We excluded studies using PET-CT scan images, lung phantom images or where less than 90% were CT images taken for lung cancer screening. We excluded studies if traditional CAD systems without deep learning were used, or they had no relevant test accuracy or clinical management outcomes, and non-human studies along with letters, editorials and communications unless they reported outcome data not reported elsewhere, in which case they were handled in the same way as conference abstracts. We excluded articles not available in English or published before 2012.
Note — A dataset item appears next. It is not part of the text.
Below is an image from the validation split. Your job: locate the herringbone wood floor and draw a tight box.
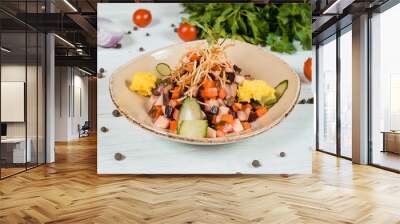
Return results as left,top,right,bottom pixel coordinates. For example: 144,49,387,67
0,137,400,224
Data extraction and quality assessment

Detailed information related to study design, sampling of patients or CT scan images, AI-based software, reference standard and test accuracy outcomes was collected from each included study. Data allowing construction of 2×2 tables were extracted where possible, to calculate sensitivity and specificity. The unit of analyses (per person or per nodule) and features of detected/missed nodules were noted. Comparative data on the potential or actual impact of AI assistance on clinical management (eg, risk categorisation of lung nodules according to clinical guidelines based on measured nodule sizes) and time required by readers to interpret and report findings of the CT scans were also collected.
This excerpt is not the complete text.